What amounts to “reasonable grounds” is not defined in the Search and Surveillance Act 2012, however a search warrant will be invalid only where the application for it was insufficient or it is so defective as to be likely to mislead the affected parties. Part 4, subpart 3 of the Search and Surveillance Act 2012 sets out the requirements for lawfully carrying out a search once a warrant has been obtained. A search conducted without a search warrant or outside of the terms of a search warrant is highly likely to be unlawful and unreasonable.

Warrantless searches are lawful in certain circumstances under Part 2 of the Search and Surveillance Act 2012. For example, where they are incidental to an arrest or drug offences.

==Implied license==
Generally police officers must have statutory authorisation to enter on to private property. Police entry on to property outside of statutory powers may be lawful and reasonable where an implied license exists. An implied license permits an officer to “go to the door of private premises in order to make inquiry of an occupier for any reasonable purpose”. This is significant as a police officer may find evidence of an offence while on the property under the implied license. Finding this evidence will not be an unlawful search as a result of trespass as the officer is lawfully on the property, this was the scenario in Tararo v R (2010)

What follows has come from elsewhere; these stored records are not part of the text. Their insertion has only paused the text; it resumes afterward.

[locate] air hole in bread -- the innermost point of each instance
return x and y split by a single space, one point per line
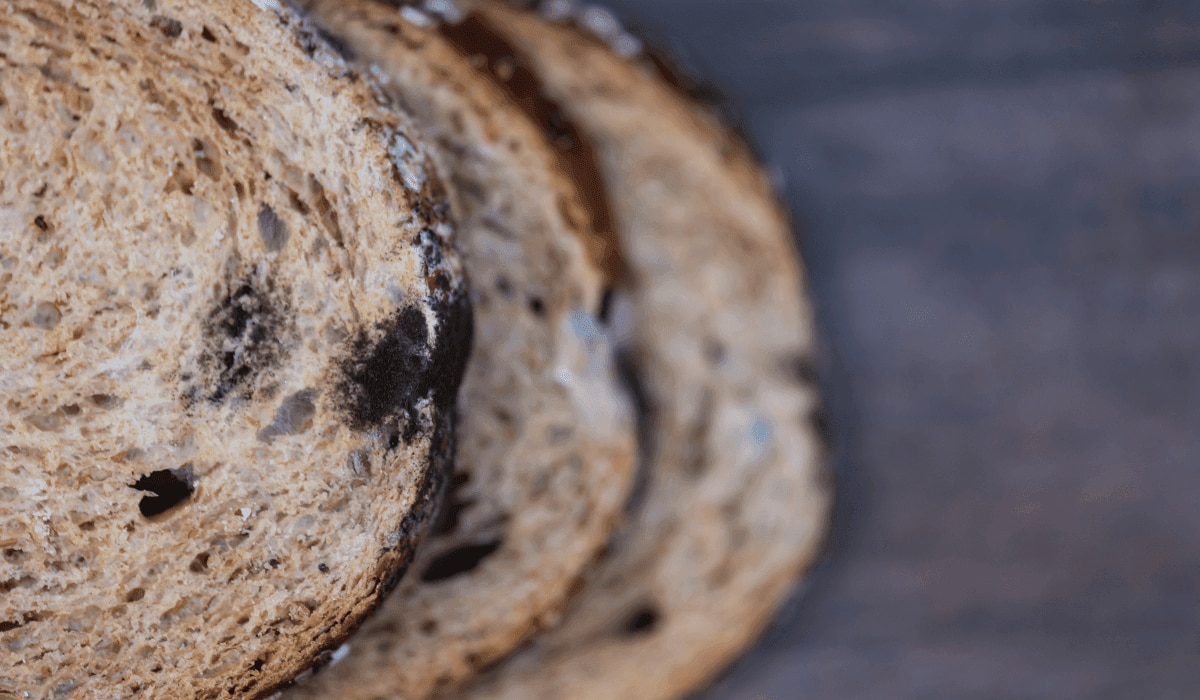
168 27
714 351
273 229
293 417
46 316
105 401
459 561
208 161
455 504
298 203
13 584
171 488
606 300
641 621
199 563
504 287
223 120
802 370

For this reason the scope of implied licenses is strictly limited in New Zealand. The Supreme Court has said an implied license is unlikely to exist if the purpose of the entry was not to make a reasonable inquiry or if it cannot be assumed that the occupier would have consented to the police entering had they known the particular purpose for the entry. An implied license can extend to allow entry into a private premises in certain circumstances but this will be in the minority of cases and there will generally be no right of access even where, for example, the door to the premises is open. An implied license can be revoked by the occupier through a clear unequivocal revocation, further, the existence of gates or signs may amount to a physical revocation.

==Consent to searches==
A search with no statutory authorisation may be lawful where consent to the search has been given. A search by consent will only be lawful if all of the following are satisfied:

- The search is for one of the purposes given in s92 of the Search and Surveillance Act 2012, and
- The searching officer has advised the person giving consent of the reason for the proposed search and that they may either give or refuse consent, and
- The person giving consent has legal authority to give that consent.

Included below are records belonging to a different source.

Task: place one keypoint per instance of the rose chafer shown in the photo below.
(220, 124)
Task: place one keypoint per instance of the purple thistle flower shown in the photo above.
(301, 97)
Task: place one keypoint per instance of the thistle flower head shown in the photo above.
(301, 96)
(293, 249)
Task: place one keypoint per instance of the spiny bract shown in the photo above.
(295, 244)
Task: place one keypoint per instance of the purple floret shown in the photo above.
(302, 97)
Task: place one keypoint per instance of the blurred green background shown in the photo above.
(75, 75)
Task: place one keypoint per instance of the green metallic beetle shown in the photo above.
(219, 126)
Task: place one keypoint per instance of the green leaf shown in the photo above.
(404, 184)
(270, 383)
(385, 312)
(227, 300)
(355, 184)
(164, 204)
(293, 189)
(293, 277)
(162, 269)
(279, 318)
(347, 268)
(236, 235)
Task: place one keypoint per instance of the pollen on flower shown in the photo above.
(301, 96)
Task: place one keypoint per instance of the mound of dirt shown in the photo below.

However, even if valid consent to a search has been given it does not automatically make the search reasonable. A lack of entitlement to conduct the search or the manner in which the search is conducted may still make the search unreasonable under s21.

==Remedies==

===Exclusion of evidence===
The primary remedy for breaches of the right to be free from unreasonable search and seizure is the exclusion of evidence obtained by the search or seizure. This remedy is provided by s30 of the Evidence Act 2006 where evidence has been "improperly obtained". Evidence is "improperly obtained" if it has been obtained in breach of s21 of the NZBoRA 1993 or the various regulations of the Search and Surveillance Act 2012. S30 requires the judge to conduct a balancing exercise to decide whether the exclusion of the evidence is a proportionate response to the impropriety or breach of s21 committed. If the judge decides exclusion is proportionate to the impropriety, then the evidence must be excluded. This means that in some cases, when a search is found to be unreasonable or unlawful, evidence retrieved during the search may still be admitted if excluding it would not be proportionate to the breach.

The factors that the judge will have regard to in the balancing process are given in s30 (3) of the Evidence Act 2006, these include:

- The nature of the breach of s21, in particular, whether it was deliberate, reckless, or done in bad faith.
- The nature and quality of the improperly obtained evidence.
- The seriousness of the offence with which the defendant is charged.
- Whether there were any other investigatory techniques available that would not have breached s21.
- Whether there are alternative remedies to exclusion of the evidence which can adequately provide redress to the defendant.
- Whether there was any urgency in obtaining the improperly obtained evidence.

A useful example of this process in action is Hamed & Ors v R (2011) where police unlawfully filmed activities on private land and parts of the evidence obtained were ruled admissible while other parts were inadmissible under the balancing process

===Damages===
In rare cases damages may also be available for breaches of s21 of the NZBoRA 1993 where the court wishes to highlight its disapproval of a breach of a fundamental right.